Georgia hopes for the support of the West
By Temuri Kiguradze
Wednesday, April 15
The future of Georgian-American relations was discussed at a meeting between Georgian Minister of Foreign Affairs Grigol Vashadze and US Secretary of State Hillary Clinton in Washington on the night of April 14 (Tbilisi time), after The Messenger went to press. This meeting formed part of Vashadze’s official visit to the USA.
Prior to the meeting several interested parties expressed their hopes for its outcome. “The parties are going to define aspects of the strategic partnership between the USA and Georgia,” stated Ambassador of Georgia to the US Batu Kutelia. “They will discuss the new foreign policy course of President Obama and the elements of this which concern Georgia. Primarily this means the security and economy of Georgia,” he added, speaking to Georgian journalists on Tuesday.
Robert Wood, spokesperson for the State Department, noted that the Clinton-Vashadze meeting would be dedicated to the discussion of the “situation in Georgia and its bordering regions as well as the mutual resolution of important issues.”
American Ambassador to Georgia John Tefft called this meeting “very important.” “Under the new administration the US continues to help Georgia. The USA and Georgia remain strategic partners and work on the issues of the Strategic Partnership Charter, signed at the beginning of 2009, continues. I hope that relations between the two countries will become even deeper,” stated the Ambassador, adding that the meeting was “a good chance for the Foreign Minister of Georgia and the US Secretary of State to meet each other and discuss several problematic issues. They have already had the possibility to meet and talk about the conflicts and the Geneva negotiations in Brussels.”
The Clinton-Vashadze meeting precedes the UN Security Council session on April 16 which will decide on the prolongation of the UN Mission in Georgia’s mandate. The current mandate is valid only until June 15. The Georgian side and the international community have several times underlined the importance of the prolongation of this mandate, which allows observers from the UN to monitor the situation in the Georgian breakaway regions Abkhazia and South Ossetia.
During his visit Vashadze will also meet UN Secretary General Ban Ki-moon and discuss the UN's future work in Georgia. He will also meet UN Deputy Secretary General Linn Pasco and the Permanent UN Representatives of France, Turkey, the UK, China, the US and Austria.
Nino Kalandadze, the Georgian Deputy Foreign Minister, stated that it’s “very important for Georgia” for Vashadze and Clinton to have a “conversation on the principal issues – primarily those connected with security in the occupied areas [regions of Abkhazia and South Ossetia]. It is also important for the US to keep the pressure on Russia in order to make Moscow fulfill the responsibilities it previously took on.”
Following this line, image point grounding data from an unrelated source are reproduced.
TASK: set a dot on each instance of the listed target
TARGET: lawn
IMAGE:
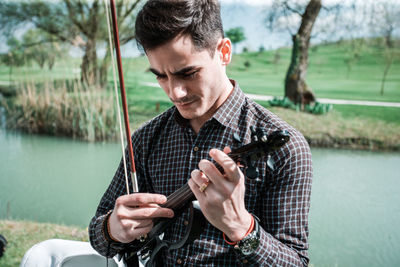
(328, 76)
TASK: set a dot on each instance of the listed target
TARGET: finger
(137, 199)
(230, 168)
(142, 213)
(199, 177)
(137, 224)
(227, 150)
(195, 189)
(211, 172)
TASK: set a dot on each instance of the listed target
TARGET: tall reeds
(64, 109)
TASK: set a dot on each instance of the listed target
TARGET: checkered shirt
(166, 150)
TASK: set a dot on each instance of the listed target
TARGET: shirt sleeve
(285, 207)
(116, 188)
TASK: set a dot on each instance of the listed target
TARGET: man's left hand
(222, 201)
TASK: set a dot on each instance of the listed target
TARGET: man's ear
(225, 51)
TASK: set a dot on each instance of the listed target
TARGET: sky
(251, 15)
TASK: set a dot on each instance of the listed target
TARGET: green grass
(386, 114)
(328, 77)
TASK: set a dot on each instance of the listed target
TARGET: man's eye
(190, 74)
(160, 77)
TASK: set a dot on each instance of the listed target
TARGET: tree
(384, 21)
(75, 22)
(39, 46)
(236, 35)
(296, 88)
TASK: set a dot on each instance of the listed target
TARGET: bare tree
(296, 88)
(76, 22)
(384, 21)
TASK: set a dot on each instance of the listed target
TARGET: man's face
(193, 80)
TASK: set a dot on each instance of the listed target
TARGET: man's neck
(199, 122)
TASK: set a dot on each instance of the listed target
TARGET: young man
(187, 51)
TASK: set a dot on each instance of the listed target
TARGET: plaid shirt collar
(226, 114)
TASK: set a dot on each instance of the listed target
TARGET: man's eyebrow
(182, 71)
(156, 72)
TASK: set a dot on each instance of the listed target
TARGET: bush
(86, 113)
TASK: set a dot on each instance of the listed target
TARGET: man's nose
(177, 89)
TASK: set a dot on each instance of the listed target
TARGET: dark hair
(160, 21)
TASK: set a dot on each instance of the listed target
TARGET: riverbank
(21, 235)
(333, 130)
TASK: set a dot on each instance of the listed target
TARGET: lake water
(355, 202)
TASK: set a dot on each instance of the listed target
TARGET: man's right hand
(133, 215)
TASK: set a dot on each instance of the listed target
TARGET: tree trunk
(296, 88)
(104, 67)
(89, 63)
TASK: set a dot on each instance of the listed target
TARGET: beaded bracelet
(247, 233)
(106, 228)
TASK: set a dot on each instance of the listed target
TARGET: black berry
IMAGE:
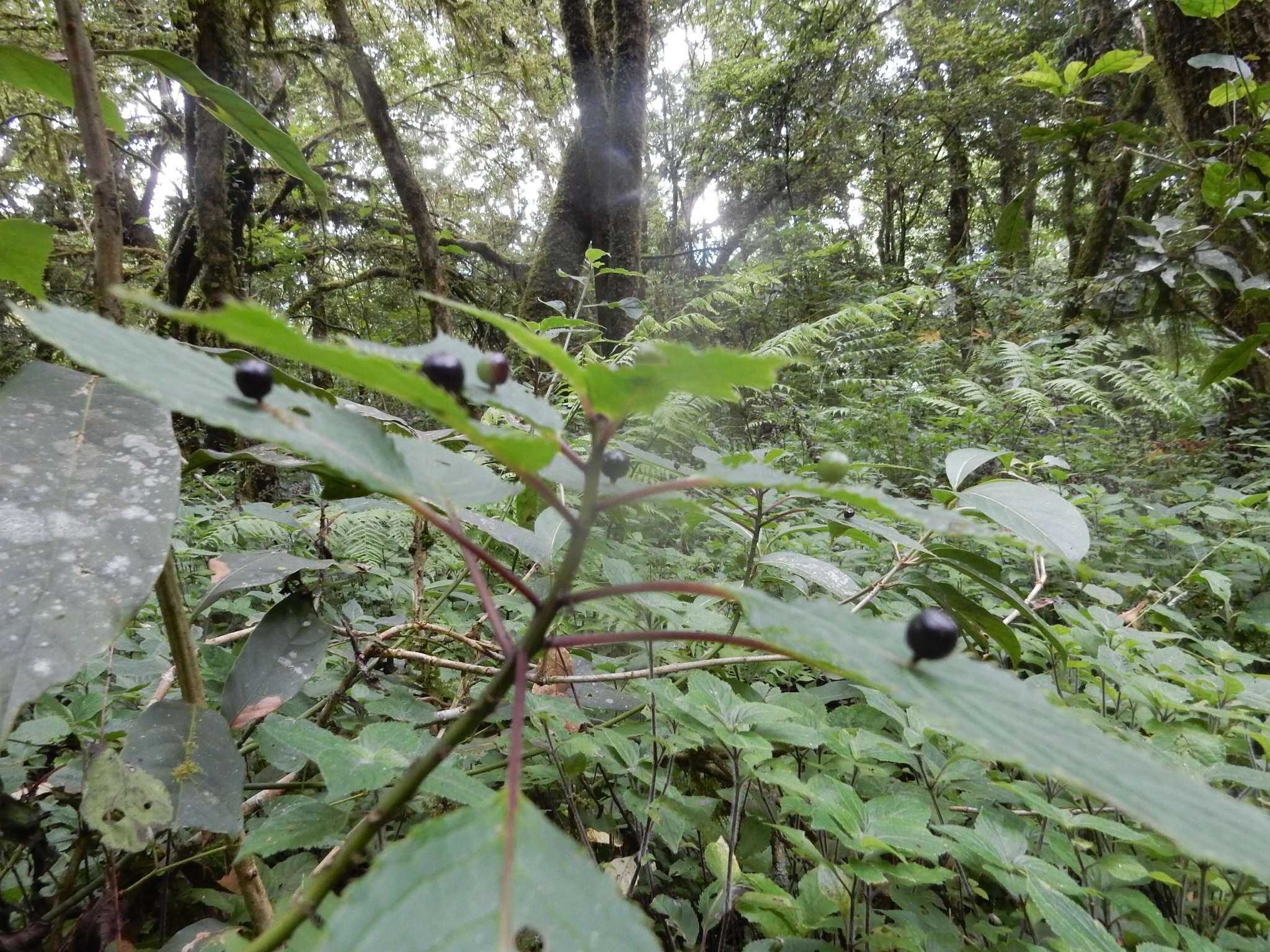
(933, 633)
(445, 371)
(615, 465)
(493, 368)
(254, 379)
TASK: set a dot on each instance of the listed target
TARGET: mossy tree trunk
(598, 197)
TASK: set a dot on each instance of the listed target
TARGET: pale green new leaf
(24, 249)
(437, 891)
(235, 112)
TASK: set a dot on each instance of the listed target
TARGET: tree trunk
(598, 197)
(414, 203)
(107, 224)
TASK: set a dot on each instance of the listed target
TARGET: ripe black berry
(615, 465)
(933, 635)
(254, 379)
(445, 371)
(493, 368)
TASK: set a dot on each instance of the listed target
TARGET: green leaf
(1233, 359)
(1206, 9)
(254, 325)
(1010, 236)
(281, 654)
(664, 368)
(1119, 61)
(88, 498)
(200, 385)
(27, 70)
(446, 874)
(24, 249)
(235, 112)
(828, 576)
(193, 753)
(295, 823)
(1078, 931)
(123, 803)
(962, 462)
(1005, 719)
(251, 570)
(1036, 513)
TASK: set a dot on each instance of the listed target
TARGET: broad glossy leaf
(255, 327)
(828, 576)
(962, 462)
(446, 874)
(24, 249)
(251, 570)
(235, 112)
(88, 496)
(1005, 719)
(192, 752)
(280, 655)
(1034, 513)
(27, 70)
(123, 803)
(200, 385)
(295, 823)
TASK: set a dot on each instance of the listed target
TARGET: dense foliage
(634, 475)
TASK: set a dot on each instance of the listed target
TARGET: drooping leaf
(27, 70)
(123, 803)
(280, 655)
(200, 385)
(244, 570)
(1005, 719)
(828, 576)
(1232, 359)
(255, 327)
(962, 462)
(88, 498)
(1036, 513)
(192, 752)
(235, 112)
(446, 874)
(24, 249)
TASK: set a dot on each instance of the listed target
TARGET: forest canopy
(585, 474)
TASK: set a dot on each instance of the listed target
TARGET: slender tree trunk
(414, 203)
(107, 224)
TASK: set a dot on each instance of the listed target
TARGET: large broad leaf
(24, 249)
(1013, 229)
(828, 576)
(27, 70)
(962, 462)
(251, 570)
(281, 654)
(123, 803)
(192, 752)
(255, 327)
(1005, 719)
(89, 477)
(1233, 359)
(235, 112)
(1034, 513)
(200, 385)
(446, 875)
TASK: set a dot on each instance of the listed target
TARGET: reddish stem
(620, 638)
(654, 489)
(682, 588)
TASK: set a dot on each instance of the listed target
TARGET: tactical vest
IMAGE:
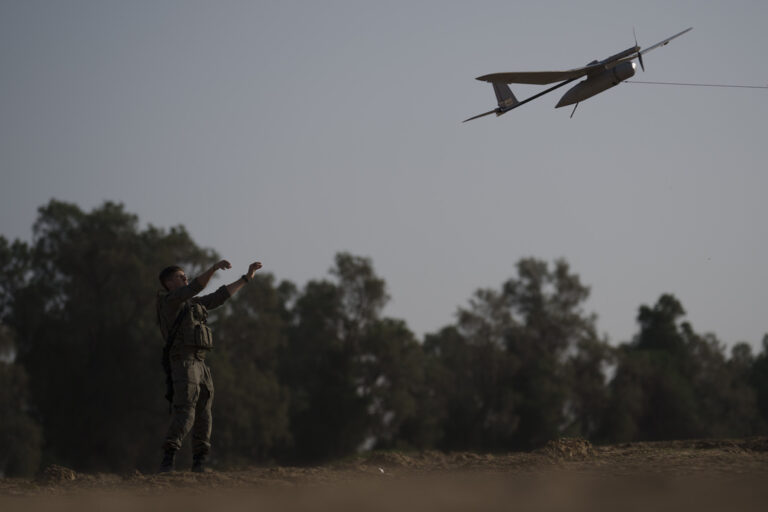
(195, 332)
Abkhazia and South Ossetia are Georgian separatist regions whose ‘independence’ was recognized on August 26 2008 by the Russian Government. Russian subsequently announced plans to deploy several thousand soldiers on these territories and create army, navy and air force bases there. Georgia has declared that these actions amount to the “occupation of the country” and stated that Russia has failed to fulfill the terms of the ceasefire agreement it signed after the August 2008 Russian-Georgian war, which obliges Moscow withdraw its troops from these areas.